Load relate data indexed by position.

class seismicrna.relate.table.RelatePositionTableWriter(tabulator: Tabulator)

Bases: PositionTableWriter, RelatePositionTable

class seismicrna.relate.table.RelateReadTable

Bases: RelateTable, ReadTable, ABC

class seismicrna.relate.table.RelateReadTableLoader(table_file: str | Path, **kwargs)

Bases: ReadTableLoader, RelateReadTable

Load relate data indexed by read.

class seismicrna.relate.table.RelateReadTableWriter(tabulator: Tabulator)

Bases: ReadTableWriter, RelateReadTable

class seismicrna.relate.table.RelateTable

Bases: AverageTable, RelateFile, ABC

classmethod get_load_function()

LoadFunction for all Dataset types for this Table.

class seismicrna.relate.table.RelateTabulator(*, ref: str, refseq: DNA, count_ends: bool = False, **kwargs)

Bases: FullTabulator, AverageTabulator, ABC

classmethod table_types()

Types of tables that this tabulator can write.

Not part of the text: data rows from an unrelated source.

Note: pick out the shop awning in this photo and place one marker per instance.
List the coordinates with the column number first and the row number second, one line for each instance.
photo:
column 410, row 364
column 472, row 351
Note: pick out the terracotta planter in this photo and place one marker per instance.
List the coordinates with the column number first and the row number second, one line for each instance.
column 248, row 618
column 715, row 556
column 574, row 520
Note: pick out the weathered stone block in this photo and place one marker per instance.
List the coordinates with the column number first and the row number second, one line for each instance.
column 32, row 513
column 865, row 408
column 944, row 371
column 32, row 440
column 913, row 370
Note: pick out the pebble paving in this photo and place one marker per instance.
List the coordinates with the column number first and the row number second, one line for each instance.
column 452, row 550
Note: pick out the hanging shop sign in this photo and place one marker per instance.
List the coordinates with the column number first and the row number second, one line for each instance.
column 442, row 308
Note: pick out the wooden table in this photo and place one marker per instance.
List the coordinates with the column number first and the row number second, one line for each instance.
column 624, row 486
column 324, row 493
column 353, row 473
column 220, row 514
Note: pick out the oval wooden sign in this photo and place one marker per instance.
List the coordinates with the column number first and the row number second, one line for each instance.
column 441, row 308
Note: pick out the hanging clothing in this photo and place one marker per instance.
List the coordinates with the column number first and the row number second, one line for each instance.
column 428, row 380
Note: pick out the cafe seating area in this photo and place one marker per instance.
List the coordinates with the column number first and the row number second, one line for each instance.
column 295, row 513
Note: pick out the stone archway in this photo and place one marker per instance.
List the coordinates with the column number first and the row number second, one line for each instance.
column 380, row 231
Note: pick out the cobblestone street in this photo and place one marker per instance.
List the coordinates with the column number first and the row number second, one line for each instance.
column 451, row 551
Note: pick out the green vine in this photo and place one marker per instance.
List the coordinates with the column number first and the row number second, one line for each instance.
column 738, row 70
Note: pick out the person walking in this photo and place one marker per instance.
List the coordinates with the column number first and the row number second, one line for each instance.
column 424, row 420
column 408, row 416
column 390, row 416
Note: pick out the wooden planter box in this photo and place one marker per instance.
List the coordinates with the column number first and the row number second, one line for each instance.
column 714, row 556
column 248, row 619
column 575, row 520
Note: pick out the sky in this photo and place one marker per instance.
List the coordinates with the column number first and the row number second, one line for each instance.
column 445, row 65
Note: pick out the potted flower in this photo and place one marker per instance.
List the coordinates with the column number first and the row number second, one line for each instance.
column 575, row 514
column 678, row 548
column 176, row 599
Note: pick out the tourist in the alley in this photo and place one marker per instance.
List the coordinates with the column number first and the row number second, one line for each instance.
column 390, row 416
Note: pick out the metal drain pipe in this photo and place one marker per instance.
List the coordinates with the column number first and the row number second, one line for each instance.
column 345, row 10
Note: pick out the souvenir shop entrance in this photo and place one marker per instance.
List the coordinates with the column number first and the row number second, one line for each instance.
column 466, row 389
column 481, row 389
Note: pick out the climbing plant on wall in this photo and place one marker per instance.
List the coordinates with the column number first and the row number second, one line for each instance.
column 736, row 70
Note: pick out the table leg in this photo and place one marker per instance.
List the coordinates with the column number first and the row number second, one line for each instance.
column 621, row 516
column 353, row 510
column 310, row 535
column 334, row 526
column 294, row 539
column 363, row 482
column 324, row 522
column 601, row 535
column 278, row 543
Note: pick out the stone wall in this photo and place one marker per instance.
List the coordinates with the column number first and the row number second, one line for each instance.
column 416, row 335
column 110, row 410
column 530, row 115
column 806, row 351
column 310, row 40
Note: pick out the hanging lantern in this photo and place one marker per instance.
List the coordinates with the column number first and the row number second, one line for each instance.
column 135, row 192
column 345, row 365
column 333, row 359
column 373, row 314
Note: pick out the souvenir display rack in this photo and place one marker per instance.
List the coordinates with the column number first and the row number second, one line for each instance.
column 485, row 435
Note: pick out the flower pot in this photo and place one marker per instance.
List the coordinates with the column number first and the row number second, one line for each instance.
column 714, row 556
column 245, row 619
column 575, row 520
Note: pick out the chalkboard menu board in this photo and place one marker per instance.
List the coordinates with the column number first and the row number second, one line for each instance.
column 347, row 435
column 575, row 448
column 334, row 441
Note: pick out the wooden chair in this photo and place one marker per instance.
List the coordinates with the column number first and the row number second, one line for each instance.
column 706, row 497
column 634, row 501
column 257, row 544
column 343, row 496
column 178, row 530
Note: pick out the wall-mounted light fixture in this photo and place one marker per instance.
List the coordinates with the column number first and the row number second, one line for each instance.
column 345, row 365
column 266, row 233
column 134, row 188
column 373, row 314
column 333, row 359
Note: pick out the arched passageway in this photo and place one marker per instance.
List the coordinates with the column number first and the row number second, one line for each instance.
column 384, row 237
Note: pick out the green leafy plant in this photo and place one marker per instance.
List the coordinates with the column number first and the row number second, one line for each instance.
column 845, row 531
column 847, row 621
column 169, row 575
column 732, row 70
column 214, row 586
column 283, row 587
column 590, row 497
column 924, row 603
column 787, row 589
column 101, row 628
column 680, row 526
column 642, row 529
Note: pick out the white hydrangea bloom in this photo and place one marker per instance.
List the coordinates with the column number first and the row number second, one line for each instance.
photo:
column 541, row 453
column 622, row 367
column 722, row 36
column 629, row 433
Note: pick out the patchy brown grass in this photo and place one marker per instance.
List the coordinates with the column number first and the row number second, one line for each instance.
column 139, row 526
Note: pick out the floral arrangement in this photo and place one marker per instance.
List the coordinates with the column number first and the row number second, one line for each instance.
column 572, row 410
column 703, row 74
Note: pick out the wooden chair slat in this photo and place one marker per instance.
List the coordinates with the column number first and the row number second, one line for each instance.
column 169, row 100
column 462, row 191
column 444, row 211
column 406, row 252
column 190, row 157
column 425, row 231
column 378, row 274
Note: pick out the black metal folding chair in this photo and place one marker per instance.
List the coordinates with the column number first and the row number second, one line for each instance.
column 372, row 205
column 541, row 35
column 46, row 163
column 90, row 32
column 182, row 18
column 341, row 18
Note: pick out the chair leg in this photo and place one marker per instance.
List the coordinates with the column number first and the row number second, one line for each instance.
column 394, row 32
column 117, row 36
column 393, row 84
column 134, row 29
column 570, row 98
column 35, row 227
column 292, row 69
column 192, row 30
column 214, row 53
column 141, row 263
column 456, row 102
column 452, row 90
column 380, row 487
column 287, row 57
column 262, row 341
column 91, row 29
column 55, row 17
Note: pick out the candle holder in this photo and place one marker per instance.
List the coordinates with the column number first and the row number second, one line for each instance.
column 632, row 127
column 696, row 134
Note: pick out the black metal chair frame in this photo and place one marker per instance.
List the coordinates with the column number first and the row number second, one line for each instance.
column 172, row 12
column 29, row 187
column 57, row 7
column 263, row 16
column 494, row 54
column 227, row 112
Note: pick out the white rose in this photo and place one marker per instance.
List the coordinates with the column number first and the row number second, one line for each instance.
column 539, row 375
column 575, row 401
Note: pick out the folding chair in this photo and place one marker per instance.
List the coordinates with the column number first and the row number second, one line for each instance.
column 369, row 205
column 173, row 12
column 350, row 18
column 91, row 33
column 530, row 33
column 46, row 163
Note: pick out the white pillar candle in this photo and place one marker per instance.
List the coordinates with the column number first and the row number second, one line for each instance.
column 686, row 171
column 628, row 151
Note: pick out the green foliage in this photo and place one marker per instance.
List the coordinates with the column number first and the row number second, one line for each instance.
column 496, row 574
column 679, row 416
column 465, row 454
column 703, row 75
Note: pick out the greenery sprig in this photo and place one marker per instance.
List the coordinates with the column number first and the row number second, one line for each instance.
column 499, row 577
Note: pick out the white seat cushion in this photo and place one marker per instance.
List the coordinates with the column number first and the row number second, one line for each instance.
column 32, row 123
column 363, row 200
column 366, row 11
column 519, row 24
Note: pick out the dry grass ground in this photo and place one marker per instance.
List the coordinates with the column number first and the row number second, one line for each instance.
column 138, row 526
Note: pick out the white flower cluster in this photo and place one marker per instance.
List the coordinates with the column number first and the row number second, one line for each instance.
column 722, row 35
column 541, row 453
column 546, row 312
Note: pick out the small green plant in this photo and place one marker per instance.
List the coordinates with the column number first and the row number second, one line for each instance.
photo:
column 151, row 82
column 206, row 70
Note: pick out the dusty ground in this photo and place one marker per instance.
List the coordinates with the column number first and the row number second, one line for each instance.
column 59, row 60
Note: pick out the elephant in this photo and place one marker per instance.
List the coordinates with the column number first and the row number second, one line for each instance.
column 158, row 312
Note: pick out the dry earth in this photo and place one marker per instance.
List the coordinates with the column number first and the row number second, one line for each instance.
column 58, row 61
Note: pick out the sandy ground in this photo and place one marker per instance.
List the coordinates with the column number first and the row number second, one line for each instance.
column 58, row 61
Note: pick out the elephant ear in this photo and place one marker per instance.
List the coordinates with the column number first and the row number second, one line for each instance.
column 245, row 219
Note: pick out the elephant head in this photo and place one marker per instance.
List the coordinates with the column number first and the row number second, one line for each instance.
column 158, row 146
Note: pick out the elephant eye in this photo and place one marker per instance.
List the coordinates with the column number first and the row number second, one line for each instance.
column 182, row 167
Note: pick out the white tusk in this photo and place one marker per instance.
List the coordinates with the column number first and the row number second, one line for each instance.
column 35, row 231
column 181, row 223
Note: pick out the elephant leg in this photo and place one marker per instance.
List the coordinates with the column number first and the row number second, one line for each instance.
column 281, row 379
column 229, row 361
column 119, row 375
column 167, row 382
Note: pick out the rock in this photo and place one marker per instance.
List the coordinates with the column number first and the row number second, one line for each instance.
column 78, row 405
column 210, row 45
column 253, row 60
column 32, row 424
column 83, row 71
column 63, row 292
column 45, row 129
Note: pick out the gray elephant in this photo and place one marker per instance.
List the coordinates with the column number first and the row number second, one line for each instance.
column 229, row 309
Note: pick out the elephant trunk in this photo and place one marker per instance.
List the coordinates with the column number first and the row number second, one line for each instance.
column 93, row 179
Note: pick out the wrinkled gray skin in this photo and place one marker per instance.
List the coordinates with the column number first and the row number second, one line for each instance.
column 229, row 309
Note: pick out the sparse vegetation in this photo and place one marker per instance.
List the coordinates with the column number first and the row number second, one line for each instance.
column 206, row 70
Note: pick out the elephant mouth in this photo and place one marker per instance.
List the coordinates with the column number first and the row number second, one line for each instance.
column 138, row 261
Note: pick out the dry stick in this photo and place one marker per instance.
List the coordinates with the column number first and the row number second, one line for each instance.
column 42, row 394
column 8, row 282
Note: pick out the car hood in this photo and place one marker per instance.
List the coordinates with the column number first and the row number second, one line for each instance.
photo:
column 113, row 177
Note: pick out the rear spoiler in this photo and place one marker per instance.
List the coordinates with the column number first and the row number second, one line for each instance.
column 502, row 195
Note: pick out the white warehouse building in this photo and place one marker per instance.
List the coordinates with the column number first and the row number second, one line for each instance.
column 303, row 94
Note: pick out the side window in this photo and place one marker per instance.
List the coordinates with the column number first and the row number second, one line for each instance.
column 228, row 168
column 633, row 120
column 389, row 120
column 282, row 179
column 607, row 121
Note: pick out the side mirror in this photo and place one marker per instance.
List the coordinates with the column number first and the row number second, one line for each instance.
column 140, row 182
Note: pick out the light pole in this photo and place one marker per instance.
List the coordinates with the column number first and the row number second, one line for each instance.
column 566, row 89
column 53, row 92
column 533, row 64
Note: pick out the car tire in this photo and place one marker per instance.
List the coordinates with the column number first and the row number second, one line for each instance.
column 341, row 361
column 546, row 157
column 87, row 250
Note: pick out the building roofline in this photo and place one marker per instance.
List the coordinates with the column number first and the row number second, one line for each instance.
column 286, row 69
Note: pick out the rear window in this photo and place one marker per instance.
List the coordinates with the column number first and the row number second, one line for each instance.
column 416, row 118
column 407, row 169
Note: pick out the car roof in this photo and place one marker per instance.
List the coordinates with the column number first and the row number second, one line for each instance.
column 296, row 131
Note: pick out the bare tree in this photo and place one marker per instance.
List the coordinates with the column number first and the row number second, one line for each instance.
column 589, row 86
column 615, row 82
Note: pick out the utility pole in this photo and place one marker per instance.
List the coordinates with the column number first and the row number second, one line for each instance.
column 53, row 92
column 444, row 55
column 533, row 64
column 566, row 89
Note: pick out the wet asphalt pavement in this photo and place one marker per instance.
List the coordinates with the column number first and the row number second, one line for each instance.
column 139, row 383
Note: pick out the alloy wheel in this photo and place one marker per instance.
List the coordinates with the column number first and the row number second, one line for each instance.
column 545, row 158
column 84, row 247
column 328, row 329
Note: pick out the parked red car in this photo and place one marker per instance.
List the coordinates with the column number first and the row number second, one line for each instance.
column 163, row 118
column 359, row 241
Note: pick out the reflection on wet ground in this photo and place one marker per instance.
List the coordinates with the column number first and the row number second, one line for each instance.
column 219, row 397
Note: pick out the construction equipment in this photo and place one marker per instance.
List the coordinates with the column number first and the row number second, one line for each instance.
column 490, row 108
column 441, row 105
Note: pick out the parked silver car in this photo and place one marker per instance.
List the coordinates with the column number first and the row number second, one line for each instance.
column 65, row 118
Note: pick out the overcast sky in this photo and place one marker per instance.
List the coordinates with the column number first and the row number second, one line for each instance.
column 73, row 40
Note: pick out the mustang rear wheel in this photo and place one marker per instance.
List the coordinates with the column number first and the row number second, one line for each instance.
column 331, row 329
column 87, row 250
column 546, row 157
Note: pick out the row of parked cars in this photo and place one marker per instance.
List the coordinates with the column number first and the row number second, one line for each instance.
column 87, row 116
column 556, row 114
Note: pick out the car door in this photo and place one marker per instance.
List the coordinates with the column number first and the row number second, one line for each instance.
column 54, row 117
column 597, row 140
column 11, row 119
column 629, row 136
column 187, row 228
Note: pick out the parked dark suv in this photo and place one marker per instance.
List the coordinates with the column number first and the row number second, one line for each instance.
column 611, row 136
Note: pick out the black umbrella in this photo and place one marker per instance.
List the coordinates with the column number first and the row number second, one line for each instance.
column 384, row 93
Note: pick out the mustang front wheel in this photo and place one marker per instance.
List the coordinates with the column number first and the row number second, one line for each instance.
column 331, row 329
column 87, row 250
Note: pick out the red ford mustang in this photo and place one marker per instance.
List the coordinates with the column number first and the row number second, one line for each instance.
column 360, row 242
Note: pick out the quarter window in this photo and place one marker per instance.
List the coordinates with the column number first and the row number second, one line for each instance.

class seismicrna.relate.write.RelationWriter(xam_view: XamViewer, fasta_file: str | Path)

Bases: object

Compute and write relationships for all reads from one sample aligned to one reference sequence.

property branches
property num_reads
property ref
property refseq
property sample
write(*, out_dir: Path, release_dir: Path, min_mapq: int, min_reads: int, min_phred: int, phred_enc: int, insert3: bool, ambindel: bool, overhangs: bool, clip_end5: int, clip_end3: int, relate_pos_table: bool, relate_read_table: bool, brotli_level: int, force: bool, num_cpus: int, **kwargs)

Compute relationships for every record in a XAM file.

seismicrna.relate.write.generate_batch(batch: int, *, xam_view: XamViewer, top: Path, refseq: DNA, brotli_level: int, count_pos: bool, count_read: bool, write_read_names: bool, **kwargs)

Compute relationships for every SAM record in one batch.

seismicrna.relate.write.relate_records(records: Iterable[tuple[str, str, str]], ref: str, refseq: str, min_mapq: int, min_qual: int, insert3: bool, ambindel: bool, overhangs: bool, clip_end5: int, clip_end3: int, relate_cx: bool)
seismicrna.relate.write.relate_xam(xam_file: Path, *, fasta: Path, tmp_dir: Path, branch: str, batch_size: int, num_cpus: int, **kwargs)

Write the batches of relationships for one XAM file.